The group observed that computer CPU speed and memory size was growing exponentially, while I/O performance was increasing at a much slower rate. Unless I/O performance could be significantly improved, computer systems would not be able to take full advantage of the rapidly increasing CPU and memory performance.
At the time, hard drive manufacturers addressed this issue by designing and building Single Large Expensive Disks (SLED). While storage capacities of these disk drives were sufficient for the times, I/O performance was still not keeping up as the inherent mechanical limitations of the hard drives were significantly slower when compared to electronic circuitry.
To overcome these limitations, the UC Berkley scientists proposed that instead of storing all data on one disk drive (with only one spindle), why not combine several small inexpensive disks (with many spindles) and stripe the data (split the data across multiple drives), such that reads or writes could be done in parallel. To simplify the I/O management, a dedicated controller would be used to facilitate the striping and present these multiple drives to the host computer as one large logical drive.

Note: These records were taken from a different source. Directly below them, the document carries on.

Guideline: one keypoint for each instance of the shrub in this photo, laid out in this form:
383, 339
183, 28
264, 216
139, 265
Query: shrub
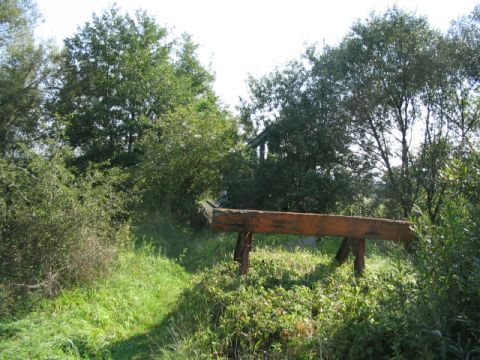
185, 157
55, 228
449, 266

They estimated the performance improvements would be an order of magnitude greater than using SLEDs.
The problem with this approach was that the small inexpensive PC disk drives of the time were less reliable than the SLED’s. An artifact of striping data over multiple drives is that if one drive fails, all data on the other drives is rendered unusable. It would be analogous to deleting every 3rd or 4th sentence out of a book, then not knowing what sequence the sentences were written in. To compound this problem, by combining several drives together, the probability of one drive failing increases dramatically.
To overcome this pitfall, the scientists proposed adding extra drives to the RAID group to store redundant information. The thought was; if one drive failed, another drive within the group would contain the missing information, which could then be used to regenerate the lost information. Since all the information was still available, the end user would never be impacted with down time and the rebuild could be done in the background. If users requested information that had not already been rebuilt, the data could be reconstructed on the fly and the end user still would not know about it.